Hi,

Since 3.2 betas have started, I have been growingly concerned with
indexing speed (htdig 3.1.5 was indexing the small intranet site at my
workplace much faster much : 1H. Whereas 3.2b2 takes many hours.).
 
 So I started to think about inverted indexes. And I wondered how
computing intensive it would be to take the most
brutal approach : 1 file per word, 2 integers per occurence of the word
(document_id,position_in_document). 
This is indeed brutal, indexing the LDP directory of my SUSE Linux
install (50MB of text, more than 40 issues of Linux Gazette) created
more than 70000 files, some of them being more that 2MB long (e.g. the
file for 'a'). This is more brutal than the approach of the new mifluz
version (one file, and triplets (word_id, doc_id, position_in_document))
which is a big improvement over htdig's way (and indeed that is what I
recommend for unfrequent words).

 Since changing Ht://dig is complicated (one needs to change the DB
format, htdig, htmerge, htsearch), I decided to write
a simplistic Python program to try my idea.
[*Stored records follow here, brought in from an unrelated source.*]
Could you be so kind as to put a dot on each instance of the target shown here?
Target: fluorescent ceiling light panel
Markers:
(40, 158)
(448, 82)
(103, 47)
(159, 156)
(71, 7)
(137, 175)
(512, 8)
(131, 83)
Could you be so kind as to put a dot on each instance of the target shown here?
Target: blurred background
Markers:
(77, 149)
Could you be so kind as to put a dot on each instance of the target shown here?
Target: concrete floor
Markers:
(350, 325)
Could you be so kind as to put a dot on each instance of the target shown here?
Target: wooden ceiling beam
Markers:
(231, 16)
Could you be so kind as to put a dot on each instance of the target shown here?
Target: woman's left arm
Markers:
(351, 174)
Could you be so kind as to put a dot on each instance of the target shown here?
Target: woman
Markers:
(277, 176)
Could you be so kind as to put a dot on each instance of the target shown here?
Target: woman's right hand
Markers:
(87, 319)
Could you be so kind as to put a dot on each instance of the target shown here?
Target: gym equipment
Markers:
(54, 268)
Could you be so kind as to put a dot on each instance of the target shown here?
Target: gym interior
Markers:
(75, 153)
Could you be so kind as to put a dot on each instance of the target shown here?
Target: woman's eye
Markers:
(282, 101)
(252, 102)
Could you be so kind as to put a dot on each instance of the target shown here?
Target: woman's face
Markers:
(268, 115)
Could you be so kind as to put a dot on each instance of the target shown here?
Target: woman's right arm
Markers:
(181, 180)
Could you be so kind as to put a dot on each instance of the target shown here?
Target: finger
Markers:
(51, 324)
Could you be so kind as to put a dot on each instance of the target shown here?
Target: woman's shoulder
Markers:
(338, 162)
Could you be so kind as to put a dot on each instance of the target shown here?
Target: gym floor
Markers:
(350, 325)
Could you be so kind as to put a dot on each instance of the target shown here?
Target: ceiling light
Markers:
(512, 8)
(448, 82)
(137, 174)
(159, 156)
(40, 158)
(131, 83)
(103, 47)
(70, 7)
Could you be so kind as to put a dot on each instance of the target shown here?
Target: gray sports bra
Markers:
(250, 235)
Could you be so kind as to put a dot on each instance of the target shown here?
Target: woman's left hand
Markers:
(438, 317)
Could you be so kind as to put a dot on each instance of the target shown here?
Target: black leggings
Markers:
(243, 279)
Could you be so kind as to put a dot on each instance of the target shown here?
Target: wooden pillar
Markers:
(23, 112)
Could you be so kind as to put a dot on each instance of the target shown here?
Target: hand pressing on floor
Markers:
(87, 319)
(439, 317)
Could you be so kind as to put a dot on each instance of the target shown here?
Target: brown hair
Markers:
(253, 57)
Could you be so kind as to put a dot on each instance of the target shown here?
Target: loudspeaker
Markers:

I made the following choices
:
  - I decided NOT to use a better approach for unfrequent words (i.e.
put them in one file in the mifluz format) for the sake of simplicity.
  - I did not parse the HTML or use stop words so my program indexes ALL
words and TAGS (i.e. 'a', 'href' and 'linux' are all indexed)
  - I put all the HTML files in one directory and did not mimic the
spider work of htdig since that was not relevant to my test.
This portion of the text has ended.